I soggetti beneficiari dei predetti crediti d’imposta possono optare,nel periodo 19.05.2020 – 31.12.2021, in luogo dell’utilizzo diretto, per la cessione (anche parziale) degli stessi ad altri soggetti. La stessa Agenzia ha approvato l’apposito modello che i beneficiari delle predette agevolazioni devono utilizzare per comunicare le relative spese sostenute o che intendono sostenere in relazione ai predetti crediti d’imposta.

CREDITO D’IMPOSTA PER ADEGUAMENTO AMBIENTI DI LAVORO

Con riferimento alle spese sostenute per adeguare gli ambenti di lavoro alle misure necessarie al contenimento e prevenzione del contagio, l’Agenzia specifica che:

  1. la comunicazione va presentata nel periodo 20.07.2020 – 30.11.2021 (in caso di invio della comunicazione nel 2021 devono essere indicate solo le spese agevolabili sostenute nel 2020);
  2. il credito massimo fruibile da ciascun beneficiario è pari al 60% delle complessive spese agevolabili;
  3. le spese agevolabili non possono superare il limite di 80.000,00 euro;
  4. il credito d’imposta è utilizzabile, “fino all’ammontare massimo fruibile”, in compensazione mediante mod. F24, relativamente alle spese sostenute nel 2020, dal giorno successivo alla ricezione della relativa comunicazione da parte dell’Agenzia e, in ogni caso, nel periodo 01.01.2021 – 31.12.2021. Con prossima risoluzione sarà istituito l’apposito codice tributo per procedere alla compensazione.

Nel caso si voglia optare per la cessione (anche parziale) del credito ad altri soggetti, la comunicazione va effettuata:

  1. dal soggetto cedente;
  2. mediante le funzionalità disponibili nell’area riservata del sito Internet dell’Agenzia delle Entrate;
  3. a decorrere dall’ 01.10.2020, ovvero dal giorno lavorativo successivo alla ricezione della comunicazione, se la stessa è stata inviata dopo il 30.09.2020.

SPESE RELATIVE AL CREDITO D’IMPOSTA SANIFICAZIONE E ACQUISTO DPI

Con riferimento alle spese sostenute per la sanificazione dei luoghi di lavoro e l’acquisto dei dispositivi di protezione per la tutela della salute dei lavoratori e degli utenti, l’Agenzia specifica che:

  1. la comunicazione va presentata nel periodo 20.07.2020 – 07.09.2020;
  2. il credito massimo fruibile da ciascun beneficiario è pari al 60% delle complessive spese agevolabili;
  3. le spese agevolabili non possono superare il limite di  60.000,00 euro;
  4. può essere utilizzato dai beneficiari:
    1. nel modello REDDITI relativo al periodo d’imposta in cui è stata sostenuta la spesa agevolata, e pertanto nel modello REDDITI 2021 relativo all’anno 2020;
    1. in compensazione tramite mod.
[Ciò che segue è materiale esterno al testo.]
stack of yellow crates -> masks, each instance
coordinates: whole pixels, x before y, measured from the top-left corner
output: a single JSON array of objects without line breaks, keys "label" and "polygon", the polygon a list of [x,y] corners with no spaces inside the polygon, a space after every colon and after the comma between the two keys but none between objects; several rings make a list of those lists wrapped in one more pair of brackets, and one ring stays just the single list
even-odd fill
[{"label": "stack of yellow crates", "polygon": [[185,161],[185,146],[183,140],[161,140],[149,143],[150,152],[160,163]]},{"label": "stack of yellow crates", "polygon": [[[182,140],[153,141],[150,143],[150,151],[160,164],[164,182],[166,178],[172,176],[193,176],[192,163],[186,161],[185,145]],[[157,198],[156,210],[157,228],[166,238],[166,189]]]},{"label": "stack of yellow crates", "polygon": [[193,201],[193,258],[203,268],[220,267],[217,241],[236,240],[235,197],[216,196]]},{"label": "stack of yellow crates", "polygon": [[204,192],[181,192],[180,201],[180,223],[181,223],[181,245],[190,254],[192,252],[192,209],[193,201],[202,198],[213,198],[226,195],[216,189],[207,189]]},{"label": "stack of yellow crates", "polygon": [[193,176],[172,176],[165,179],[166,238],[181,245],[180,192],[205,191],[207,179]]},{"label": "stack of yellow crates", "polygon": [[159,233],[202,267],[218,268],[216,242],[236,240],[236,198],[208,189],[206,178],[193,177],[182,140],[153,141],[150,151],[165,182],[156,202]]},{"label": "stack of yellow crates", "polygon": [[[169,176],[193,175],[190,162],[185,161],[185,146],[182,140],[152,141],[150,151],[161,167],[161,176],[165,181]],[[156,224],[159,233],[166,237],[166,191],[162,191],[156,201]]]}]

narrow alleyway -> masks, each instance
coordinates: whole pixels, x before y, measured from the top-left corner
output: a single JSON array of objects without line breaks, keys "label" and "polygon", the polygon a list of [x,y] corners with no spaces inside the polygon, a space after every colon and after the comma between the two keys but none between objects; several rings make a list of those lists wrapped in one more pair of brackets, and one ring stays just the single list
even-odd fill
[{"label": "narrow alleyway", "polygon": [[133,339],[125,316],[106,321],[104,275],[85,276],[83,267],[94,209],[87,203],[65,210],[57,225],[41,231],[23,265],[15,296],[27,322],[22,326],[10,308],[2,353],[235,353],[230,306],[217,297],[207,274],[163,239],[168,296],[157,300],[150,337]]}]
F24, a partire dal giorno lavorativo successivo alla pubblicazione del Provvedimento con cui l’Agenzia delle Entrate renderà nota la percentuale utilizzabile per determinare il credito spettante a ciascun beneficiario.
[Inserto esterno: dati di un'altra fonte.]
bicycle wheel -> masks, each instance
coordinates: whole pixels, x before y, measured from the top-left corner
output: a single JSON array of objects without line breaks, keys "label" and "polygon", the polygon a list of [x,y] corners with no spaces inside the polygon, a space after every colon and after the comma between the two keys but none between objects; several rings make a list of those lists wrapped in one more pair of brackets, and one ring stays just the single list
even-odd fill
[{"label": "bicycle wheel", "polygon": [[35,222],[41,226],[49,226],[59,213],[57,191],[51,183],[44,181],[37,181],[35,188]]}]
Con riferimento al limite di cui al punto 3  si specifica che l’agevolazione spettante verrà calcolata in base all’ammontare di risorse stanziate pari ad 200.000.000,00 euro. Di conseguenza l’Agenzia delle Entrate, dopo aver ricevuto le comunicazioni delle spese ammissibili con l’indicazione del credito teorico, determinerà la quota percentuale dei crediti effettivamente fruibili in rapporto al “plafond” disponibile.
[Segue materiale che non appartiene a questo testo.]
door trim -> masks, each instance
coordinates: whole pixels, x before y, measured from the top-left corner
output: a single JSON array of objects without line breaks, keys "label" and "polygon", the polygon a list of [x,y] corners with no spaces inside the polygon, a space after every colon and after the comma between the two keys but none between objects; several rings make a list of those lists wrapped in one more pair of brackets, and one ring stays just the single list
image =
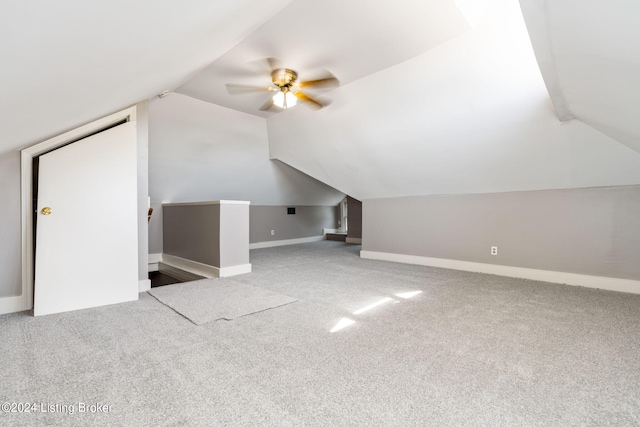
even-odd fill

Nel caso si voglia optare per la cessione (anche parziale) del credito ad altri soggetti, la comunicazione della cessione va effettuata:

  1. dal soggetto cedente;
  2. mediante le funzionalità disponibili nell’area riservata del sito Internet dell’Agenzia delle Entrate; 
  3. a decorrere dal giorno lavorativo successivo alla pubblicazione del predetto Provvedimento con cui l’Agenzia delle Entrate renderà nota la percentuale utilizzabile per determinare il credito spettante a ciascun beneficiario.